Open-source

I am an enthusiast of open-source. I believe that impact comes from helping others achieve what they originally couldn’t, and releasing softwares and datasets is the most direct approach to realize this goal. Here are some open-source projects I have been involved with.

The S3PRL Toolkit (co-founder)

I co-founded the S3PRL Toolkit with Andy T. Liu (NTU) in 2019, with support and advice from Hung-yi Lee (NTU). Throughout several years, I have collaborated with over 40 contributors, to whom I extend my sincere thanks. The major contributors are highlighted in the Change Log. The toolkit supports the pre-training of several classical SSL methods, benchmarking of numerous downstream tasks, and offers the most comprehensive collection of pre-trained SSL models to track research history. It is widely used by the community, including toolkits like ESPnet, S3PRL-VC and numerous open-source projects.

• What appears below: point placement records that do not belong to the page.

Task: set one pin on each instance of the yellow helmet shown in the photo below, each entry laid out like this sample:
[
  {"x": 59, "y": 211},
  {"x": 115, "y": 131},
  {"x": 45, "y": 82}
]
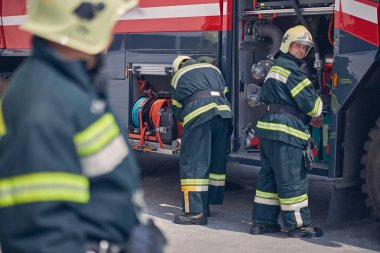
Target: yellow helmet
[
  {"x": 177, "y": 62},
  {"x": 298, "y": 34},
  {"x": 84, "y": 25}
]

Here is a high-level illustration of how S3PRL might help you. We support to leverage numerous SSL representations on numerous speech processing tasks in our GitHub codebase:

interface

We also modularize all the SSL models into a standalone PyPi package so that you can easily install it and use it without depending on our entire codebase. The following shows a simple example and you can find more details in our documentation.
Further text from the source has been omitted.